Así resume Jay Leyda las escenas más sobresalientes del filme (a las que se podría añadir la imagen que lo abre -y que puede servir de emblema del cine de Dovjenko-, de los girasoles que se recortan contra el humo de las explosiones) y donde se encuentra una obvia referencia a la que la clausura en términos cinematográficos ya que no políticos:

Shchors deja en la memoria imágenes ardientes de muerte y vida apasionada. Para pasar de la ferocidad despiadada del comienzo a la trágica endecha del final -ambas presentadas en los mismos campos destrozados- dio a la película una forma amplia que puede absorber cualquier perorata. Pero toda la retórica de la película está superada por lo ‘cinematográfico’: caballos sin jinetes, ruinas humeantes de hogares y vidas destruidas, una bulliciosa procesión nupcial que se hace oír en medio de un bombardeo, la caballería a través de las praderas nevadas, las bandas militares a disposición de cualquier triunfador, luchas cuerpo a cuerpo, caballos sin jinetes, cuadros todos que llueven sobre la pantalla”.

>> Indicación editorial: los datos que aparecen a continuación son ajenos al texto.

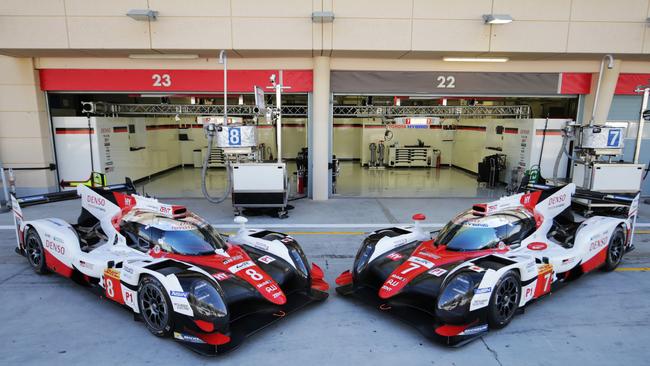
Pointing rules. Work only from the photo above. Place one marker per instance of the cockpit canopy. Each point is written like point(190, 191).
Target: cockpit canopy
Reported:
point(468, 232)
point(189, 235)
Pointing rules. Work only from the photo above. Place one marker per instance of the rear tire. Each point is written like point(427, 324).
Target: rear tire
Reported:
point(34, 251)
point(504, 300)
point(155, 307)
point(615, 250)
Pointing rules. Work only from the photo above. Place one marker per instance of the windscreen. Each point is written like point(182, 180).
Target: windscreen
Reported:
point(467, 232)
point(189, 239)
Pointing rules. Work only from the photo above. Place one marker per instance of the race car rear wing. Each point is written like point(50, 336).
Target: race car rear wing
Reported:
point(38, 199)
point(631, 200)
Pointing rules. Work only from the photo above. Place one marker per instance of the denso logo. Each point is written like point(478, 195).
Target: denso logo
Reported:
point(598, 243)
point(55, 247)
point(556, 200)
point(233, 259)
point(99, 201)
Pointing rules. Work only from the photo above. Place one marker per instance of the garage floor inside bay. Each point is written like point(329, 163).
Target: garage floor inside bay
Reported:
point(601, 319)
point(353, 181)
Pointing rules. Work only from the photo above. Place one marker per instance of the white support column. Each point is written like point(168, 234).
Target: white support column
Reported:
point(605, 95)
point(320, 129)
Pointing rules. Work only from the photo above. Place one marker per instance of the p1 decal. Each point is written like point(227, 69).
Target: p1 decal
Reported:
point(266, 259)
point(394, 256)
point(437, 272)
point(538, 245)
point(112, 285)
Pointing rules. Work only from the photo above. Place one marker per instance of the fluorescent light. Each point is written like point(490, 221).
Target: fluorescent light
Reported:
point(475, 59)
point(497, 18)
point(322, 17)
point(170, 56)
point(142, 14)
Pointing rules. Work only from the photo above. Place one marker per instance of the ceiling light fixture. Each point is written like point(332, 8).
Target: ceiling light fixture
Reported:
point(475, 59)
point(497, 18)
point(142, 14)
point(166, 56)
point(322, 17)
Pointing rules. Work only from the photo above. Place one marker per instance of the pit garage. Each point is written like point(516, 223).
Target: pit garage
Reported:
point(158, 139)
point(324, 182)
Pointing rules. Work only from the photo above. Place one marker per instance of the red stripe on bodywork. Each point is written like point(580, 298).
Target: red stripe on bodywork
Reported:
point(214, 339)
point(54, 264)
point(453, 330)
point(344, 278)
point(318, 278)
point(595, 261)
point(266, 286)
point(439, 256)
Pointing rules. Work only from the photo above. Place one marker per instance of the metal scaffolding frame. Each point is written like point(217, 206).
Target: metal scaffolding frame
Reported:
point(519, 111)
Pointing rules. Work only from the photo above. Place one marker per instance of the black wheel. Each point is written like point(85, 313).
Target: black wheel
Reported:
point(155, 307)
point(615, 249)
point(35, 252)
point(504, 300)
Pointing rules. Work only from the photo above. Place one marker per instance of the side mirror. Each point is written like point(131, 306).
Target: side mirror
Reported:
point(241, 220)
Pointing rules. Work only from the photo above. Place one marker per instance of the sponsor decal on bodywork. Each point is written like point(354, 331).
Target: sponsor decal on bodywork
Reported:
point(475, 330)
point(394, 256)
point(437, 272)
point(266, 259)
point(187, 338)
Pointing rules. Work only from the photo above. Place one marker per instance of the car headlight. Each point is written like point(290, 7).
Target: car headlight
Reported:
point(299, 260)
point(456, 296)
point(205, 299)
point(363, 256)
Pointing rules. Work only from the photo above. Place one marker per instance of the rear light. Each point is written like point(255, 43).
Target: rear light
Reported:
point(480, 209)
point(179, 211)
point(539, 219)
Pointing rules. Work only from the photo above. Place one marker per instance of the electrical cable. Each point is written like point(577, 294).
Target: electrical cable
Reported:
point(204, 171)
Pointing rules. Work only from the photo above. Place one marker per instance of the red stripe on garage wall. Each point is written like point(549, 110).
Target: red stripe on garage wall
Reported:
point(129, 80)
point(575, 83)
point(548, 132)
point(471, 128)
point(74, 131)
point(627, 83)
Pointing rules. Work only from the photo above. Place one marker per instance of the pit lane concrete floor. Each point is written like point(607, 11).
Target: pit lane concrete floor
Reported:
point(353, 181)
point(602, 319)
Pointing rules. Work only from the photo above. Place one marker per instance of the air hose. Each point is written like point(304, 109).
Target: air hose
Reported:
point(204, 171)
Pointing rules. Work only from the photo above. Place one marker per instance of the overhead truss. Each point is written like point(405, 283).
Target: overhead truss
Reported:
point(519, 111)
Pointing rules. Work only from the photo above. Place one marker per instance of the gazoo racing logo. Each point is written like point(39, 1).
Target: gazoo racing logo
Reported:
point(598, 244)
point(556, 201)
point(96, 201)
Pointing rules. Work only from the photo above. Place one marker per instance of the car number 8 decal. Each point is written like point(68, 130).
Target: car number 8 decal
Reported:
point(234, 136)
point(109, 287)
point(253, 274)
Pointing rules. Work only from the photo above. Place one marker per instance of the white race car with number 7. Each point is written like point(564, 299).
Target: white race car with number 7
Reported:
point(490, 261)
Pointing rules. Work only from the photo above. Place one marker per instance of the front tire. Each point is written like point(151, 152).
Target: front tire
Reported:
point(34, 251)
point(155, 307)
point(615, 250)
point(504, 300)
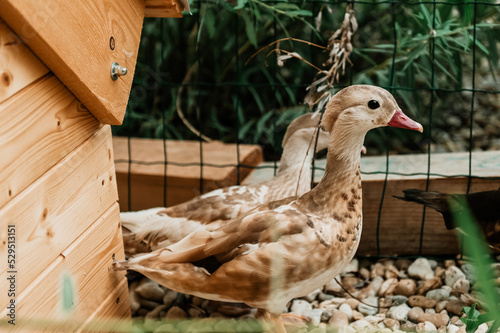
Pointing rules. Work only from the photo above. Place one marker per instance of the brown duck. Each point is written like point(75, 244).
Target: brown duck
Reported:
point(149, 229)
point(287, 248)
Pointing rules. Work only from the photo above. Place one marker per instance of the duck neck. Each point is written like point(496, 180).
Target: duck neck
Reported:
point(338, 195)
point(295, 162)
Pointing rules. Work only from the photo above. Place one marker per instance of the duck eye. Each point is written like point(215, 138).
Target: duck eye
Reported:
point(373, 104)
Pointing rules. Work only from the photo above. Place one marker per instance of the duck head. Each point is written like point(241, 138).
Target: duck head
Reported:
point(365, 107)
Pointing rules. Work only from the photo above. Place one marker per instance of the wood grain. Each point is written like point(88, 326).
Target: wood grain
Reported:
point(73, 38)
point(42, 124)
point(85, 263)
point(18, 65)
point(59, 206)
point(115, 306)
point(163, 8)
point(182, 181)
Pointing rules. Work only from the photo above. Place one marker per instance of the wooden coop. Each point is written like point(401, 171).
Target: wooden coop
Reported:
point(58, 193)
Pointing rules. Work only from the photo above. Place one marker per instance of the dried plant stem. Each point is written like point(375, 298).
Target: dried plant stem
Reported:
point(281, 40)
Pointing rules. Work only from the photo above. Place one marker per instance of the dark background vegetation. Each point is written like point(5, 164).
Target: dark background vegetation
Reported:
point(431, 55)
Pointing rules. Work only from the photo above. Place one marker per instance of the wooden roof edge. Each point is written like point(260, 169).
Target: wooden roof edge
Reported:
point(165, 8)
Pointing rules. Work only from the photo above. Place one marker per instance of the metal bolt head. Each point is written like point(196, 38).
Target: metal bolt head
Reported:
point(117, 71)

Nada menos que Viktor Shklovski (citado por Leyda) señaló que “del mismo modo que Eisenstein profundizó infinitamente la pantalla con Alexander Nevsky, Dovjenko la amplió”. Vida y destino.

 

Santos Zunzunegui

 
Descripción Corta

Presentada por Santos Zunzunegui, Shchors es un filme en tensión permanente. Tensión entre el “programa” propuesto desde las instancias de control político y la manera del cineasta y su equipo de cumplirlas; tensión entre las reglas del recientemente instaurado “realismo socialista y el estilo particular de Dovjenko.